22-6-2023 (TAIPEI) A United States Coast Guard ship sailed through the Taiwan Strait on Tuesday, despite warnings from China. The national security cutter Stratton made a “routine” transit through the strait, which separates China from the democratically governed island of Taiwan. The sensitive strait is a frequent source of tension as Beijing steps up its political and military pressure to try to force Taipei to accept Chinese sovereignty.
The mission happened the day after US Secretary of State Antony Blinken ended a visit to Beijing, in which the two countries agreed to stabilise their intense rivalry so it does not veer into conflict, but failed to produce any major breakthrough.
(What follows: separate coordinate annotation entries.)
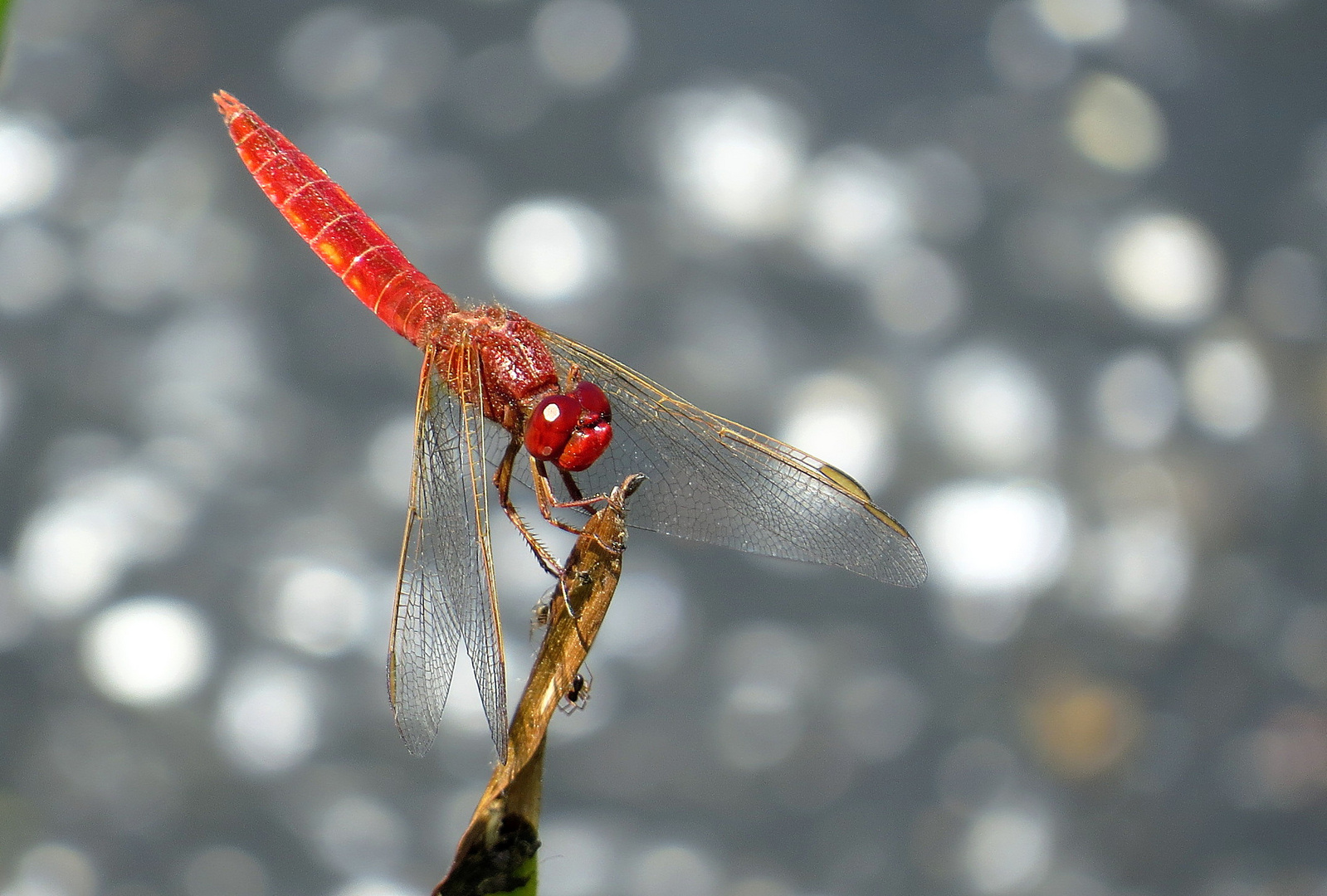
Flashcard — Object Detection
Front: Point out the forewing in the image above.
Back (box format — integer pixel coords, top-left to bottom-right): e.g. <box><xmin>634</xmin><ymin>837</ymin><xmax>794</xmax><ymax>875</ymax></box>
<box><xmin>388</xmin><ymin>352</ymin><xmax>507</xmax><ymax>761</ymax></box>
<box><xmin>533</xmin><ymin>334</ymin><xmax>926</xmax><ymax>587</ymax></box>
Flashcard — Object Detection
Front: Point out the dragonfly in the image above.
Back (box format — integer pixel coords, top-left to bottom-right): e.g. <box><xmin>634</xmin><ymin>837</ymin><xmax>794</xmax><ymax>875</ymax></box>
<box><xmin>213</xmin><ymin>91</ymin><xmax>926</xmax><ymax>762</ymax></box>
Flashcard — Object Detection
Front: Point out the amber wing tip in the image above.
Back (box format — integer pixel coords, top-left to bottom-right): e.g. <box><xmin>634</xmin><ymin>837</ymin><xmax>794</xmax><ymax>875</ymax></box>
<box><xmin>212</xmin><ymin>90</ymin><xmax>246</xmax><ymax>122</ymax></box>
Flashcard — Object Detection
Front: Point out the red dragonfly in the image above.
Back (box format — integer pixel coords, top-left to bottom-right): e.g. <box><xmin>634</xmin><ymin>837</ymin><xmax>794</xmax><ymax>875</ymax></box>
<box><xmin>213</xmin><ymin>93</ymin><xmax>926</xmax><ymax>762</ymax></box>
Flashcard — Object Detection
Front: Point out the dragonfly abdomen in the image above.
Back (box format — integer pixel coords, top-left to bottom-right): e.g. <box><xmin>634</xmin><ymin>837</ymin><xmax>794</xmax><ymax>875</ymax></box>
<box><xmin>215</xmin><ymin>93</ymin><xmax>456</xmax><ymax>343</ymax></box>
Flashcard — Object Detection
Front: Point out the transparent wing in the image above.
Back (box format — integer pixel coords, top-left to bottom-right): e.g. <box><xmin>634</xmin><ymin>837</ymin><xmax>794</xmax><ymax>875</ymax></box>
<box><xmin>528</xmin><ymin>334</ymin><xmax>926</xmax><ymax>587</ymax></box>
<box><xmin>388</xmin><ymin>352</ymin><xmax>507</xmax><ymax>761</ymax></box>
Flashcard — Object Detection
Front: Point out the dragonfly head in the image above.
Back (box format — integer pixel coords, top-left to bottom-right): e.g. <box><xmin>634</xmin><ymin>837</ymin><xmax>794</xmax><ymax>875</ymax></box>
<box><xmin>525</xmin><ymin>381</ymin><xmax>613</xmax><ymax>473</ymax></box>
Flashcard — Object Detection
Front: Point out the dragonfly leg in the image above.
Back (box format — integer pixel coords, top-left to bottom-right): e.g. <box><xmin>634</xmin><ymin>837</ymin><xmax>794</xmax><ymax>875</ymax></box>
<box><xmin>494</xmin><ymin>436</ymin><xmax>565</xmax><ymax>580</ymax></box>
<box><xmin>529</xmin><ymin>458</ymin><xmax>598</xmax><ymax>535</ymax></box>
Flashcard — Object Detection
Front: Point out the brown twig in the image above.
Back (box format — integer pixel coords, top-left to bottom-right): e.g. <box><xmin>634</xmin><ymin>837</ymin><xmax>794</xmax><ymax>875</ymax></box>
<box><xmin>434</xmin><ymin>475</ymin><xmax>642</xmax><ymax>896</ymax></box>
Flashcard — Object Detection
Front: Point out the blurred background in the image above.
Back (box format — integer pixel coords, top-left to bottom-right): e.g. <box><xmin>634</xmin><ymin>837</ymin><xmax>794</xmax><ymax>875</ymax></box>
<box><xmin>0</xmin><ymin>0</ymin><xmax>1327</xmax><ymax>896</ymax></box>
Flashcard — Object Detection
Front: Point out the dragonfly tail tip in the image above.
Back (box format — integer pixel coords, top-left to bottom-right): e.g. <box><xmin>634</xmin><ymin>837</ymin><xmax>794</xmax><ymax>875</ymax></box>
<box><xmin>212</xmin><ymin>90</ymin><xmax>244</xmax><ymax>121</ymax></box>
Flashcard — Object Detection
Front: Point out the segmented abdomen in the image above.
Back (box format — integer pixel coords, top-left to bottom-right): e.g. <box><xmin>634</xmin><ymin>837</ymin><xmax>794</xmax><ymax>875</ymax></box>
<box><xmin>213</xmin><ymin>91</ymin><xmax>456</xmax><ymax>343</ymax></box>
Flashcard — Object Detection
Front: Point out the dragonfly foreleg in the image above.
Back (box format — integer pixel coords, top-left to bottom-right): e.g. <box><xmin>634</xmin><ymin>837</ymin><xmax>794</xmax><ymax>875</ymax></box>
<box><xmin>494</xmin><ymin>436</ymin><xmax>565</xmax><ymax>582</ymax></box>
<box><xmin>529</xmin><ymin>458</ymin><xmax>598</xmax><ymax>536</ymax></box>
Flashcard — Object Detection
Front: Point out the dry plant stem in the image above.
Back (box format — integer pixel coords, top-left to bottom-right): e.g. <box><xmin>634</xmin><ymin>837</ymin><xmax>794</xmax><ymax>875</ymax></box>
<box><xmin>434</xmin><ymin>475</ymin><xmax>641</xmax><ymax>894</ymax></box>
While Taiwan’s defence ministry said the ship sailed in a northerly direction, its forces monitored the situation, which it described as “normal”.
The Chinese coast guard described the ship’s transit as “public hype”. Chinese vessels tailed the US ship “all the way”, a spokesperson at China’s coast guard said in a statement, adding that China would “resolutely” safeguard its sovereignty and security, and maritime rights and interests.
The US Navy’s 7th Fleet said the Stratton’s transit through the Taiwan Strait demonstrated the United States’ commitment to a free and open Indo-Pacific, and that the United States military would fly, sail and operate anywhere international law allows.
US military vessels, and on occasion those of its allies, have routinely sailed through the strait in recent years, to the anger of China, which views such missions as provocation. This month, the US Navy released a video of an “unsafe interaction” in the strait, in which a Chinese warship crossed in front of a US destroyer operating with a Canadian warship.
Taiwan’s military reports almost daily Chinese incursions in the strait, mostly warplanes that cross the waterway’s median line, which once served as an unofficial barrier between the two. On Wednesday, Taiwan said that Chinese warships led by the aircraft carrier Shandong sailed through the strait.